While continuing to give solo concerts, Hansi Lang often rejoined his former colleagues from the Hallucination Company. In 1989, he also released an album in English by the same name, an unusual move in the contemporary Austrian pop scene.

At the same time Lang embarked on an acting career that saw him appear both in movies, (in Dieter Berner’s 1984 film Ich oder Du  - Me or You), and on the stage at the Theater an der Josefstadt in "Außer Kontrolle"  (Out Of Control).

However, even at the height of success, drug abuse and personal problems began to overshadow his creative output. In the 1990’s, as he struggled in what friends described as a "quagmire of drugs", the work dried up and his records stopped selling. A man who had believed in burning out like his hero Hendrix, seemed condemned to fade away.

Although he maintained a cult status among Austrians who saw him as a radical prophet in an increasingly straight-laced music scene. On his death many felt that Lang had never achieved the success or recognition he deserved. Lang himself, however, looked back without bitterness, saying in one of his last interviews, he "couldn’t have had a better time."

Lang has enjoyed somewhat of a renaissance in recent years.

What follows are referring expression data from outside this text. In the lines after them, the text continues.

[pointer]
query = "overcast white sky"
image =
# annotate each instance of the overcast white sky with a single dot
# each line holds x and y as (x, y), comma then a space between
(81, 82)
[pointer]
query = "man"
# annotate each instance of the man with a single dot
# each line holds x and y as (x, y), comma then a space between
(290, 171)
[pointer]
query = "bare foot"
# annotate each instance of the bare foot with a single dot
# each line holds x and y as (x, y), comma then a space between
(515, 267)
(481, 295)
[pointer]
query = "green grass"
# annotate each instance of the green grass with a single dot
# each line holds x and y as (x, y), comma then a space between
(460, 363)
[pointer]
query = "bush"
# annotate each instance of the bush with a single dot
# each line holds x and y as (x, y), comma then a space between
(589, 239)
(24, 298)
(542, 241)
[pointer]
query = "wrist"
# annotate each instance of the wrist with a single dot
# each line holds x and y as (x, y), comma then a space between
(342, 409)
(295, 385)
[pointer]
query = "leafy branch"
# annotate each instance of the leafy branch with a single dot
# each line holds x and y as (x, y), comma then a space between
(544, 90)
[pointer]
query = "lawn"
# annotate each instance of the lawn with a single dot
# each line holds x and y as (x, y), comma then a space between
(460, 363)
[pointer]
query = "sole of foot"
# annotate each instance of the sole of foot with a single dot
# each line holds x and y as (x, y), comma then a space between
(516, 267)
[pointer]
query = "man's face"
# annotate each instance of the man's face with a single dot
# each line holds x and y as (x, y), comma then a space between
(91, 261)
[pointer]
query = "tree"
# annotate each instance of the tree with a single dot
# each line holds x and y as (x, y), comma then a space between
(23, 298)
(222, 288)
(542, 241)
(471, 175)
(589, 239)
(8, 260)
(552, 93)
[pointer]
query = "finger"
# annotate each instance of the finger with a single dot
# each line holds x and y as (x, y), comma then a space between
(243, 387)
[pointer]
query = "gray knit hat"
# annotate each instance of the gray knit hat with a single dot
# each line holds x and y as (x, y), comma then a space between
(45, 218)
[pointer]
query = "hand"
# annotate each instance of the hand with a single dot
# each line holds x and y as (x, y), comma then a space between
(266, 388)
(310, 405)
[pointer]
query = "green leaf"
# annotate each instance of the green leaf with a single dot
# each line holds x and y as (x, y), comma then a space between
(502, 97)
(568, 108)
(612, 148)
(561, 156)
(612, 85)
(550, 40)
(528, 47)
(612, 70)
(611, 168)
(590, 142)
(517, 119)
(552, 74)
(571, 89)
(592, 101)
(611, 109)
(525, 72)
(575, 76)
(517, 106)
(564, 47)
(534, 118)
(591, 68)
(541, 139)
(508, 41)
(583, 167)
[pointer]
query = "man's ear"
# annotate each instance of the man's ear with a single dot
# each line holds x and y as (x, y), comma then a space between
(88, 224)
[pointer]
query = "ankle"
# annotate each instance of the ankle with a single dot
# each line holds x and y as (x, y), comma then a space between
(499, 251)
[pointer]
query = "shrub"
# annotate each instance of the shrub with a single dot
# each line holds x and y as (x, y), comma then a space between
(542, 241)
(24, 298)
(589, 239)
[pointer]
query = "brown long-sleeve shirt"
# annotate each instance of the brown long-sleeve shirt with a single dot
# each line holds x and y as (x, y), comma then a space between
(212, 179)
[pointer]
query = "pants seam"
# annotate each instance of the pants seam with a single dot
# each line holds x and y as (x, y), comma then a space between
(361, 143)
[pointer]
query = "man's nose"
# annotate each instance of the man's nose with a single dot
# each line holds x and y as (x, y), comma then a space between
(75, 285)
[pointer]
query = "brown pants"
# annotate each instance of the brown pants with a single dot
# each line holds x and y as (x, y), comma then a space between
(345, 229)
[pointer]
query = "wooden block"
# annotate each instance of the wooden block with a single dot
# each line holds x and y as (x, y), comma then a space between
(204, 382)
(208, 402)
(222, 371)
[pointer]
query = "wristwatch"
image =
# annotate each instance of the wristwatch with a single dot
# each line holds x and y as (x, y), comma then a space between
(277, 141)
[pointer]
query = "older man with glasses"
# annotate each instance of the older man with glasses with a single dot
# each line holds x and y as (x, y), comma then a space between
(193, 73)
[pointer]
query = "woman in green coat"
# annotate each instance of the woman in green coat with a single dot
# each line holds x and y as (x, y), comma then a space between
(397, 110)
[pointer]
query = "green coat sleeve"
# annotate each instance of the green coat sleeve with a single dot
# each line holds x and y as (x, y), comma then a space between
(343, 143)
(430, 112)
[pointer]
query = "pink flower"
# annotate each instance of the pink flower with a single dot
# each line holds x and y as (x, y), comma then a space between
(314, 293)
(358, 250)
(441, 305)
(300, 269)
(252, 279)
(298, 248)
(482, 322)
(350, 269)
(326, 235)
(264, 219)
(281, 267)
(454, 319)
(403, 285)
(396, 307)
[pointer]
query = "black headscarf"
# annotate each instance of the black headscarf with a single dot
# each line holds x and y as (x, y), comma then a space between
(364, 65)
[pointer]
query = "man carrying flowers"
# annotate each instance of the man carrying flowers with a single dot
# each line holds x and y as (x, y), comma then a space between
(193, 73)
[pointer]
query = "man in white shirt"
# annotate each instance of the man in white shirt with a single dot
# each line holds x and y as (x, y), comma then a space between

As he got older, he developed a taste and voice for soul, rhythm & blues, and funk; and at the time of his death he had just finished a new album, understood to be a continuation of a project called the ‘Slow Club" featuring interpretations of artists such as Nat King Cole and Billie Holliday, and produced by Falco’s former keyboarder Thomas Rabitsch and the electronic artist Wolfgang Schlögl, famous through his band the "Sofa Surfers." The album will be released posthumously.

The musician will also be remembered by many for his political and social engagement. In an age of growing xenophobia, he was a prominent anti-racism campaigner.  He played an important role in the charity SOS-Mitmensch, "Accepdance" clubbing event, as well as in the organizations "Austria for Africa" and "Austria for Asia".

Hansi Lang died in Vienna on the 24th of August at the age of 53. He had suffered a stroke.  The musician certainly died young, much too young, but, as the news of his passing broke, many fans looked back on an interview the heavy smoker and drinker gave 15 years ago, when he had just turned 38.  "I never thought I’d live this long," he said, "but we don’t all have it as easy as Hendrix."